Thursday, July 07, 2005

A NEW AXIS?

Understandably, you might have missed this:

Iraq and Iran to sign agreement

Former foes Iran and Iraq said on Thursday they would sign a military cooperation agreement which will include Iranian help in training Iraq's armed forces, despite likely US opposition....
   
"It's a new chapter in our relations with Iraq. We will start wide defence cooperations," Iranian Defence Minister Admiral Ali Shamkhani told a joint news conference with visiting Iraqi counterpart Saadoun al-Dulaimi.
   
"We're going to form some committees which will be involved in mine clearance, identifying those missing from the war and also...to help train, rebuild and modernise the Iraqi army."
   
Iran last year offered to train Iraqi border guards, but Iraq frostily declined the offer. Relations between the two countries have steadily improved since Iraq's Shi'ite majority sealed its political dominace in elections earlier this year....

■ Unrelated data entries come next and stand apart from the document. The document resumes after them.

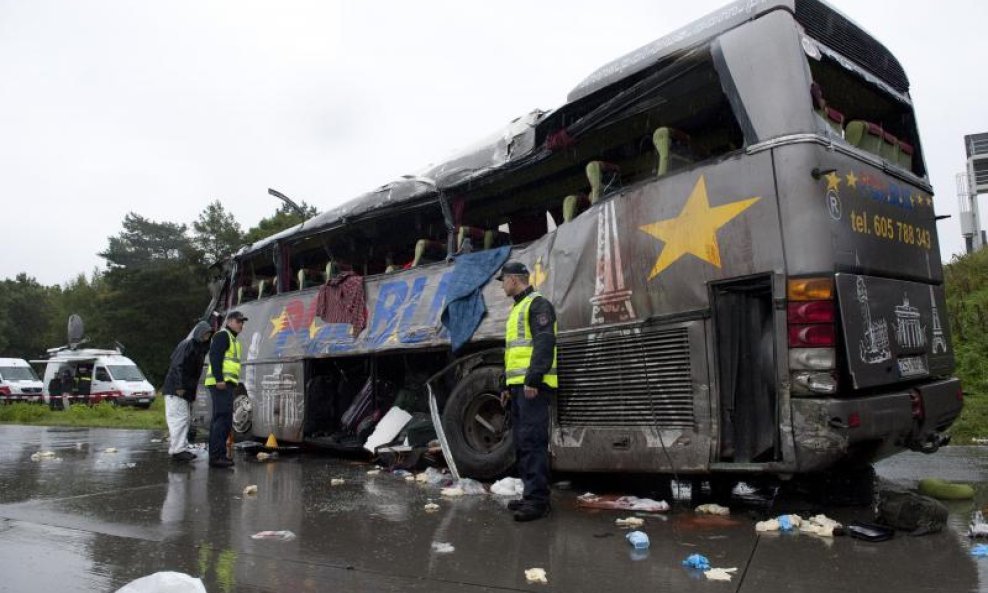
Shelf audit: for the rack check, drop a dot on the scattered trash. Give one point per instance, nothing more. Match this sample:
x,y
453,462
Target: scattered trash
x,y
978,526
283,536
164,582
908,511
944,490
622,503
697,561
536,575
508,487
629,522
870,532
638,540
821,525
719,574
743,489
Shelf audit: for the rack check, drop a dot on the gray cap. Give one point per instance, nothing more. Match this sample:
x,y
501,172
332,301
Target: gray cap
x,y
513,268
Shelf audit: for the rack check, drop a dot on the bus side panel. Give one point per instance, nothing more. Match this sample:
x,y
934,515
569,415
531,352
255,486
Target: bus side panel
x,y
278,399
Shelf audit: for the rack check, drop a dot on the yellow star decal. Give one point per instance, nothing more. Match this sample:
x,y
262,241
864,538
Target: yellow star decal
x,y
278,323
313,328
694,230
539,273
833,181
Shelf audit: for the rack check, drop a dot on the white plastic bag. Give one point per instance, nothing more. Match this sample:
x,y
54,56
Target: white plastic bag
x,y
164,582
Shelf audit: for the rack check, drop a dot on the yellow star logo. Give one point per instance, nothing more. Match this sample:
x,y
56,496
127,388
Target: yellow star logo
x,y
539,273
279,323
314,328
694,230
833,181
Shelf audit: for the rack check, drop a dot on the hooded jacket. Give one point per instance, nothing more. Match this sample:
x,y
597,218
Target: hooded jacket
x,y
186,362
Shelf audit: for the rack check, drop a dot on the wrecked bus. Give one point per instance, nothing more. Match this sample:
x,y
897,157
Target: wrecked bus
x,y
734,223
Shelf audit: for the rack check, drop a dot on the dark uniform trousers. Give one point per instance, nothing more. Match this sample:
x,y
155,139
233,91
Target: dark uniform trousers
x,y
222,421
530,421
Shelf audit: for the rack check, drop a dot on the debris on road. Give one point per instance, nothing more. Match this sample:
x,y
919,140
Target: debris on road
x,y
622,503
719,574
508,487
638,540
283,536
536,575
629,522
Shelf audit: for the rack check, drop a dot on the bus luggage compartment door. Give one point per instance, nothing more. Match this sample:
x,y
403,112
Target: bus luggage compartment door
x,y
744,322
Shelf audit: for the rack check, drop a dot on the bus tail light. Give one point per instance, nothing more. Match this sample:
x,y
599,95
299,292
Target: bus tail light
x,y
811,314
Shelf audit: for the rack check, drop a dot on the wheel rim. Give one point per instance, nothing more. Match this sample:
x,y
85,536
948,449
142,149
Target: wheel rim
x,y
241,414
485,423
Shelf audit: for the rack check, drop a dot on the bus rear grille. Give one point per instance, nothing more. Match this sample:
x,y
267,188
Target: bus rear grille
x,y
627,377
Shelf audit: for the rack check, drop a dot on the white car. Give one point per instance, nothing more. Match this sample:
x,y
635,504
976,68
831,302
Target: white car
x,y
113,377
18,381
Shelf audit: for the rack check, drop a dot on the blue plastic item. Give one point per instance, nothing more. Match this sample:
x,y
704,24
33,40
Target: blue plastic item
x,y
785,523
638,539
697,561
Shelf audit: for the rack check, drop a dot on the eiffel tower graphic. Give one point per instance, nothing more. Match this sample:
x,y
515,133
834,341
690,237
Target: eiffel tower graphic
x,y
611,300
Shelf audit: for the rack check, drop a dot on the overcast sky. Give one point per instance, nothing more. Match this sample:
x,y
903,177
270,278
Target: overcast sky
x,y
160,107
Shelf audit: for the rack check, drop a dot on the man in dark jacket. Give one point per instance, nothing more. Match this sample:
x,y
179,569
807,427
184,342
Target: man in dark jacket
x,y
180,388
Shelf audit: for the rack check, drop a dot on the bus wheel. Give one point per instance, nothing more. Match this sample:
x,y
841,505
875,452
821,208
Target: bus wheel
x,y
477,427
241,416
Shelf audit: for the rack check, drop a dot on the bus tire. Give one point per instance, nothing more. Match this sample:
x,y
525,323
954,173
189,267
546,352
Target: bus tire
x,y
477,427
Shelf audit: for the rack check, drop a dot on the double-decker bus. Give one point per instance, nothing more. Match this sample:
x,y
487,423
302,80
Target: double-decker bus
x,y
737,230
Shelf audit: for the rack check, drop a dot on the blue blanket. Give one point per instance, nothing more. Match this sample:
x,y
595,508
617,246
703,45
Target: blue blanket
x,y
465,307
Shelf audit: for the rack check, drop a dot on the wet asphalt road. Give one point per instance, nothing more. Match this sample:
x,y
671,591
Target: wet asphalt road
x,y
95,521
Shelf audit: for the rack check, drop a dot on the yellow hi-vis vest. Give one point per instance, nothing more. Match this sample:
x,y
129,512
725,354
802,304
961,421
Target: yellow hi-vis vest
x,y
518,342
231,363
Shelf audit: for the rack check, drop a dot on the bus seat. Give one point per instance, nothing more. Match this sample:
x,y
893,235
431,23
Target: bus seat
x,y
604,178
905,155
866,135
428,251
835,119
495,238
528,227
673,148
890,147
573,205
476,235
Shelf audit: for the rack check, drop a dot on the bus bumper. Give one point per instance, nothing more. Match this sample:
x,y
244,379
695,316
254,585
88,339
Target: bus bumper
x,y
868,428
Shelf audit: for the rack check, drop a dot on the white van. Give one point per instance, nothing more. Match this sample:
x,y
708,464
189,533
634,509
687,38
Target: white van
x,y
111,377
18,381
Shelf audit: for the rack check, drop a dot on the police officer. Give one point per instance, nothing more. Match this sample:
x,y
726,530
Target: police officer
x,y
530,377
222,378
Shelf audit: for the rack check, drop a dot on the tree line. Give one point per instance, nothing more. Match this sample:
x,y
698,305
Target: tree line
x,y
150,294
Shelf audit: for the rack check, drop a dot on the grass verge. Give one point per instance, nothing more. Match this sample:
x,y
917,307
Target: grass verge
x,y
102,415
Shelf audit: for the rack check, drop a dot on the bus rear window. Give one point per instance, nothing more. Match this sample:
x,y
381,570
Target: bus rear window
x,y
864,115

Asked about possible U.S. opposition to Iran-Iraq military cooperation, [Iranian Defence Minister Admiral Ali] Shamkhani said: "No one can prevent us from reaching an agreement." 
   
Iraq's [Saadoun] al-Dulaimi echoed Shamkhani's comments.
   
"Nobody can dictate to Iraq its relations with other countries," he said....


Read that back to back with this New York Times story:

...The once libertine oil port of Basra, 350 miles south of the capital and far from the insurgency raging in much of Iraq, is steadily being transformed into a mini-theocracy under Shiite rule. There is perhaps no better indication of the possible flash points in a Shiite-dominated Iraq, because the political parties that hold sway here also wield significant influence in the central government in Baghdad and are backed by the country's top clerics....

Small parties with names like God's Vengeance and Master of Martyrs have emerged. They work under the umbrella of more established Shiite groups, but many Iraqis suspect them of being agents of the Iranian government. One of the leading parties was formed in Iran by an Iraqi cleric living in exile during the reign of Saddam Hussein.

The growing ties with Iran are evident. Posters of Ayatollah Ruhollah Khomeini, the leader of the 1979 Iranian revolution, are plastered along streets and even at the provincial government center....


Yikes.

Well, W, you really have set a big fat transformation in motion in the region. Thanks a lot.